Avery was pitching that night and didn't play in the simulated game. But as he approached the cage for his own personal batting turn, Corrales said "They can't win without you."

Smoltz on Avery: "With Ave, you mix it up and-hope you don't make that mistake where he makes that power swing."

All the Braves starters recognize that swing. They first saw it in full effect three years ago in Candlestick Park when Avery's first big league home run experience turned into a plea for instant replay in baseball.

A chain link outfield fence disguised his home run as a double, because umpires thought it bounced in front of the fence. Avery said the play was hard to see, but the ruling was also plenty hard to take when he saw TV replays showing the ball had cleared the fence.

But last year, Avery, who hit .511 his senior year at John F. Kennedy High School in Taylor, Mich., made up for it twice, with home runs against Mike Morgan and Mark Portugal.

"I would have really been bummed if I had gone my whole career without getting one, and that was the reason I didn't get one," Avery said.

Glavine hit his first and only career home run last August off John Smiley, helping himself and the Braves to a 2-1 win. Eleven days later he recorded his 1,000th strikeout.

And that came against a pitcher, Houston's Doug Drabek.

"Nine out of 10 pitchers, you're saying 'This guy's an out,"' said Glavine. "There are some guys in the league who have the reputation of swinging the bat decent, and you can't maybe be as careless with them as you are with most pitchers."

Smoltz on Glavine: "You got to pitch him like a hitter, just don't tell him I said that."
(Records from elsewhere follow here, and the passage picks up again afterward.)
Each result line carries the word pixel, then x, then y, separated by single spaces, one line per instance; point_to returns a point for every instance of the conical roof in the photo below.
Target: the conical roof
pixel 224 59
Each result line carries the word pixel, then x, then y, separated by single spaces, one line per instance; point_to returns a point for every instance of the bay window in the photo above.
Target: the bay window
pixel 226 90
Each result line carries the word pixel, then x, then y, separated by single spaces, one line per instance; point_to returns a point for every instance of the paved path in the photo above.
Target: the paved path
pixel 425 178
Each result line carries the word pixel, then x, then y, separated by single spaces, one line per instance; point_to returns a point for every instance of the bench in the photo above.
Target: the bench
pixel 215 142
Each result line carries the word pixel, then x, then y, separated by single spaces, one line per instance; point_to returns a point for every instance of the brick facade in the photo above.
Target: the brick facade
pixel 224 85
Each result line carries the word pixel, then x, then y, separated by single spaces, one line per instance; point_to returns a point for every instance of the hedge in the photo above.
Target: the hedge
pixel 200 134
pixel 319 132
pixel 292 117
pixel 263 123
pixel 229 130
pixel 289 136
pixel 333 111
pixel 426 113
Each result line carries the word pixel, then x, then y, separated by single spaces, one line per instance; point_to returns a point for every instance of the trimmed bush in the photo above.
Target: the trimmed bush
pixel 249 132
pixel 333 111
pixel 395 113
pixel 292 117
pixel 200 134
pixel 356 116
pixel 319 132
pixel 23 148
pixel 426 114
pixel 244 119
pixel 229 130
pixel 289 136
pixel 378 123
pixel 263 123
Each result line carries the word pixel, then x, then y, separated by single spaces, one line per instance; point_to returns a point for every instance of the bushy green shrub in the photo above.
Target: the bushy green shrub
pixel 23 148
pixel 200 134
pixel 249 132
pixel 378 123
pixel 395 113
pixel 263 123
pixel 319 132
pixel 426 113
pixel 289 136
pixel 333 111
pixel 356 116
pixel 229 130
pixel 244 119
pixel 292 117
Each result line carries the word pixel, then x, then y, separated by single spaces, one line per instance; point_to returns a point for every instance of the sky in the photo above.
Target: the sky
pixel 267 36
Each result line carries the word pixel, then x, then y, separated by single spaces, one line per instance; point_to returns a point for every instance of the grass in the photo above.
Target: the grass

Glavine is a good hitting pitcher, but there are certain moments he feels like an easy out. And they come when he faces Cleveland's Dennis Martinez.

In the World Series, Glavine was 0-for-3 in four plate appearances against Martinez. In Game 2, he struck out looking in the second inning and walked in the fourth inning, fighting back from an 0-2 count. In two at-bats in Game 6, Glavine grounded out and struck out looking again.

"A lot of guys you can pick up their breaking ball because it starts on a different plane, or they throw it from a different spot, but with Dennis everything was the same," Glavine said. "The first 10, 15 feet out of his hand it looks like a fastball. All of a sudden it goes 'whoom' and I'm thinking 'I got no chance at hitting this ball.'"

But the Braves didn't need Glavine's bat to win their championship. They needed his arm.

And despite the aforementioned accolades, Braves starters are pitchers first. Make no mistake.

"There are times in the on-deck circle when I'm thinking about who's coming up next inning or who I faced last inning," said Maddux. "You don't really start thinking about your hitting until the pitcher starts his windup."

Maddux rarely divulges his pitching secrets, and the trend continued, even when he was asked for hypothetical scouting reports on his fellow pitchers.

"I wouldn't walk them and I wouldn't give them anything good to hit, " Maddux said.

But upon further review, Maddux said: "I might just drill Glavine or Avery. I'm not sure which one. I might throw at both of them, just for fun, because they bug me sometimes. And I'd knock the bat right out of Smoltz's hand, pitch him like a little 4-year-old."